Cette fière réponse de la Pucelle aux imprudentes paroles du capitaine royal, entendues par maître Jean et ses coulevriniers, répétées de rang en rang parmi les miliciens, causèrent une telle exaspération contre Gaucourt, que de toutes parts éclatèrent des cris furieux :

— À mort le traître !

— Il ose s’opposer au passage de la Pucelle !…

— À mort le traître !… à mort ses soldats, pires que les Anglais !…

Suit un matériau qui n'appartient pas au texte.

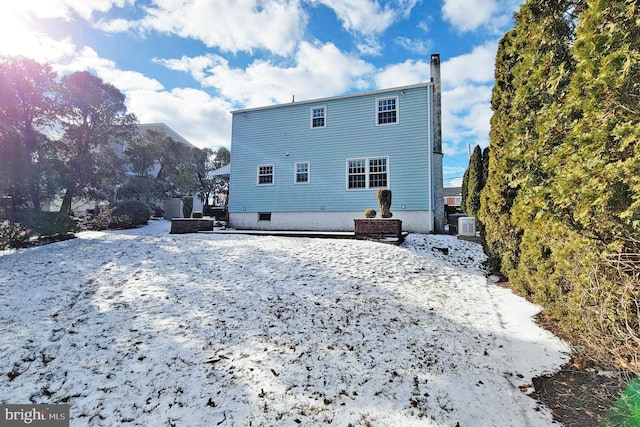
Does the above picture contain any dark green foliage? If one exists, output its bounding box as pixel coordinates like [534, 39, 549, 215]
[604, 377, 640, 427]
[15, 209, 77, 236]
[482, 0, 640, 372]
[0, 220, 33, 250]
[377, 189, 393, 218]
[109, 200, 151, 228]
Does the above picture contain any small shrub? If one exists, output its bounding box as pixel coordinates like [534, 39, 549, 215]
[109, 215, 135, 230]
[182, 197, 193, 218]
[109, 200, 151, 228]
[78, 209, 113, 231]
[151, 205, 164, 218]
[0, 220, 32, 249]
[377, 189, 393, 218]
[16, 210, 77, 236]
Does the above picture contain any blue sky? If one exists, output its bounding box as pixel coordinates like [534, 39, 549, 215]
[0, 0, 523, 186]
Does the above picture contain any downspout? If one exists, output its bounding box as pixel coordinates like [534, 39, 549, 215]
[431, 53, 444, 234]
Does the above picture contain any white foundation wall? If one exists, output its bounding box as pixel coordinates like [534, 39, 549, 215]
[229, 210, 433, 233]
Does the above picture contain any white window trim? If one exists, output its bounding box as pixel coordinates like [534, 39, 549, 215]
[293, 162, 311, 185]
[345, 156, 391, 191]
[256, 164, 276, 187]
[375, 96, 400, 126]
[309, 105, 327, 129]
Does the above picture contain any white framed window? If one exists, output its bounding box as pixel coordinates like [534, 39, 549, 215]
[347, 157, 389, 190]
[311, 106, 327, 129]
[293, 162, 309, 184]
[257, 165, 274, 185]
[376, 96, 399, 126]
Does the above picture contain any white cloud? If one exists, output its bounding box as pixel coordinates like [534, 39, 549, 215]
[442, 41, 498, 88]
[0, 0, 135, 21]
[318, 0, 396, 34]
[442, 0, 498, 32]
[311, 0, 419, 35]
[127, 88, 233, 148]
[156, 42, 373, 108]
[102, 0, 306, 56]
[374, 59, 431, 89]
[396, 37, 433, 56]
[442, 0, 523, 33]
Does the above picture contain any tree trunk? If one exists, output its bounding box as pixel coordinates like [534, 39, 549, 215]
[60, 188, 73, 215]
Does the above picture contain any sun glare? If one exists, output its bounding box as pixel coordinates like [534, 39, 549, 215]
[0, 1, 57, 60]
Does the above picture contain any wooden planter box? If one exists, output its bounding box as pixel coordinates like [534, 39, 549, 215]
[353, 218, 403, 239]
[170, 218, 213, 234]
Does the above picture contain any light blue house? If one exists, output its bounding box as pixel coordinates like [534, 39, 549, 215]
[228, 55, 444, 233]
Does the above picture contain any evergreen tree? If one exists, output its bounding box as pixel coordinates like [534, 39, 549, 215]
[549, 0, 640, 373]
[480, 0, 578, 298]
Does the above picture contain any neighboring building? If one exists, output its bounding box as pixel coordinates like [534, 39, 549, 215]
[229, 57, 444, 233]
[42, 123, 194, 214]
[443, 187, 462, 208]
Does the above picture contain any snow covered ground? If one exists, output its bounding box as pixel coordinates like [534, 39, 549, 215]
[0, 221, 569, 427]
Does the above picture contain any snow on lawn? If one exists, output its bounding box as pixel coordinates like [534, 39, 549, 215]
[0, 221, 569, 427]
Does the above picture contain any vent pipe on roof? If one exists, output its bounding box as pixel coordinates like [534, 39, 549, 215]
[431, 53, 444, 233]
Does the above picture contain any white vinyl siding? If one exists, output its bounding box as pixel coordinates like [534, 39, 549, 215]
[376, 96, 399, 125]
[257, 165, 274, 185]
[347, 157, 389, 190]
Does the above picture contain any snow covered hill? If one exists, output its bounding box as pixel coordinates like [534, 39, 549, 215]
[0, 221, 569, 427]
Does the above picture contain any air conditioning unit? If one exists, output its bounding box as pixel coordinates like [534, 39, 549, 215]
[458, 216, 476, 237]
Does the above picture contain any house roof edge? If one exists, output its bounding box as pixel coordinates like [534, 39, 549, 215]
[231, 82, 433, 114]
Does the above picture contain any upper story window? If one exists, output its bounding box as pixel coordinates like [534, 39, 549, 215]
[258, 165, 274, 185]
[311, 106, 327, 128]
[376, 96, 398, 125]
[294, 162, 309, 184]
[347, 157, 389, 190]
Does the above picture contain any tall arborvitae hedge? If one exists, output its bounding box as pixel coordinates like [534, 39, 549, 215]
[479, 0, 640, 370]
[478, 29, 521, 270]
[549, 0, 640, 372]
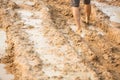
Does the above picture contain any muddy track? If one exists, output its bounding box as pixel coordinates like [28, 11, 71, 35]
[0, 0, 120, 80]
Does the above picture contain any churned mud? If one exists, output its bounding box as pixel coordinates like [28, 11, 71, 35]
[0, 0, 120, 80]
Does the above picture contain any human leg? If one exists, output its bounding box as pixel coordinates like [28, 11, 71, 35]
[84, 0, 91, 23]
[71, 0, 81, 32]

Et maître Jean, ses coulevriniers, ainsi qu’une foule de citoyens armés, d’assaillir le Gaucourt et ses soudards. Ils furent d’abord roués de coups de manches de piques ; après quoi les plus animés des miliciens, non contents d’avoir à demi assommé le capitaine et sa bande, s’opiniâtraient à vouloir les pendre. Jeanne et les échevins obtinrent à grand’peine la grâce de Gaucourt et des siens. Il avoua, depuis, n’avoir jamais vu la mort de plus près qu’en ce jour-là.

La porte de Bourgogne ouverte, la troupe continue sa marche vers les bords de la Loire, dont les premières lueurs du jour rougissaient les eaux paisibles. Jeanne avait la veille, plusieurs fois, instamment recommandé aux échevins de veiller à ce qu’une vingtaine des grands bateaux de la Loire, appelés chalans, capables de contenir cinquante ou soixante hommes chacun, fussent dès le soir amarrés au rivage et prêts au point du jour à l’embarquement des troupes. De plus, comme elle n’oubliait rien, cinquante soldats devaient rester de guet, durant la nuit, à bord de cette flottille, afin de la défendre au besoin contre un coup de main des Anglais. Les échevins s’étaient eux-mêmes occupés de l’exécution des

  1. Ibid.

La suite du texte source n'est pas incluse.